A Standard for Bringing Computation to Data?

As mentioned, we want to support modern Big Data applications by providing suitable language support for machine learning and statistical methods on top of any database system (e.g. MySQL, Hadoop, Hbase or IBM DB2). The next figure illustrates the new approach. The communication between the presentation and service layer works as usual. However, the services do not call functions on the data layer, but send any data-intensive computation they want to perform as an R script to the data layer, which executes it and only sends back the result.


I observed that the programming language R for statistical computing has been recently integrated in various data environments, such as transactional databases, Apache Hadoop clusters or in-memory databases, such as SAP HANA. Hence, I think R could be a suitable language for describing computation that operates on data. Additionally, R has already a lot of built-in packages for machine learning or statistical data processing. Finally, depending on the openness of the underlying data environment, you can integrate R tightly into it, so you may not have to do extensive in-memory transfers.
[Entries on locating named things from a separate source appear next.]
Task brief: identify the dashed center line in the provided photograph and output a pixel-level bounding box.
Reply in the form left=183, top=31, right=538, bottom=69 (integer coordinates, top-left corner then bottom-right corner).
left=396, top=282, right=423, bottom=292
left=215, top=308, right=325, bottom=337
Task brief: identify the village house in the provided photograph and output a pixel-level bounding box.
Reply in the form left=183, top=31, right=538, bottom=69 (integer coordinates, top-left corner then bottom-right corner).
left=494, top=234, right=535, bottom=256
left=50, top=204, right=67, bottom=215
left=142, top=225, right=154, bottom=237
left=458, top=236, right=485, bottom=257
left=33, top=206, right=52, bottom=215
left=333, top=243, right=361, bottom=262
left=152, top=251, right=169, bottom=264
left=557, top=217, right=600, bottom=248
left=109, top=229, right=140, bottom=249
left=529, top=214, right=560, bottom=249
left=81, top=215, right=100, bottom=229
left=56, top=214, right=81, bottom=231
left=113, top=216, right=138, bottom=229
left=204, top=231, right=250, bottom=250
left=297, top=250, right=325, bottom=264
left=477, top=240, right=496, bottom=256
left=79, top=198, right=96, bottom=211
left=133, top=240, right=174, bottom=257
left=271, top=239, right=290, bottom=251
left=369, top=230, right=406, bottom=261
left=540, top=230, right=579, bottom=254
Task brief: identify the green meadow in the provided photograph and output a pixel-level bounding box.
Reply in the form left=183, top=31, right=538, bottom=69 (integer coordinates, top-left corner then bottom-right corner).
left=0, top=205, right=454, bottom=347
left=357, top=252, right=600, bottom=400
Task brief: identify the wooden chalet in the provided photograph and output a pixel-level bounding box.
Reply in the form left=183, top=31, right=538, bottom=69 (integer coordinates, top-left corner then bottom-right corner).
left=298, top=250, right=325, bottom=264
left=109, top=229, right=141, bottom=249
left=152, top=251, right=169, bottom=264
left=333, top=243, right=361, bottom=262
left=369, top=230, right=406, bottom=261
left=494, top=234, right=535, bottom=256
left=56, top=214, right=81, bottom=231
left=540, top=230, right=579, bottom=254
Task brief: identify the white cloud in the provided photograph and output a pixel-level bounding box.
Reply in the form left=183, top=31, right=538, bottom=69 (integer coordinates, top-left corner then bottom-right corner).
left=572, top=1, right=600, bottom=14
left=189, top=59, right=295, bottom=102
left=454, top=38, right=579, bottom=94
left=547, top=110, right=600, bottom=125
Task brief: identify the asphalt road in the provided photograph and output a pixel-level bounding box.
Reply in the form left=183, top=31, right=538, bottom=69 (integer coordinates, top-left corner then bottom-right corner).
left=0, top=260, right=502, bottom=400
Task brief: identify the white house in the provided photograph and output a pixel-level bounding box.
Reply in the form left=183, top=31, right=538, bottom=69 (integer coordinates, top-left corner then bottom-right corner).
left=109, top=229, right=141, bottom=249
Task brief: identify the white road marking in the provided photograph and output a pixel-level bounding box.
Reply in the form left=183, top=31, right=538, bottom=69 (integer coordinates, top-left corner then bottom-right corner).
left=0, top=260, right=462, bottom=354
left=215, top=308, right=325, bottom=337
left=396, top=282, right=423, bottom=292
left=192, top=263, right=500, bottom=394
The advantage of the approach are:

  • business logic stays in the service level and does not move to the data layer
  • You can easily add new services without modifying the data layer – so you avoid a tight coupling, which makes it easier to change the data layer or to introduce new functionality
  • You can mine R scripts generated by services to determine which computation the user is likely to do next to start executing it before the user requests it.
  • Caching and distribution of data processing can be based on a more sophisticated analysis of the R scripts using the R Profiler Rprof
  • R is already known by many business analysts or social scientists/psychologists

However, you will need to have some functionality for governing the execution of the R scripts in the data layer. This includes decisions on when to schedule computation or creating new computing/data nodes (e.g. real-time vs batch). This will require a company-wide enterprise architecture approach where you need to define which data should be real-time and which data should be batch-processed. Furthermore, you need to take into account security and separation of concerns.

In this context, Apache Hadoop might be an interesting solution from the technology perspective.

What is next

The aforementioned approach is only the beginning. By using this solution, you can think about true inter-cloud deployments of your application. Finally, you can enable inter-organizational data-processing business processes.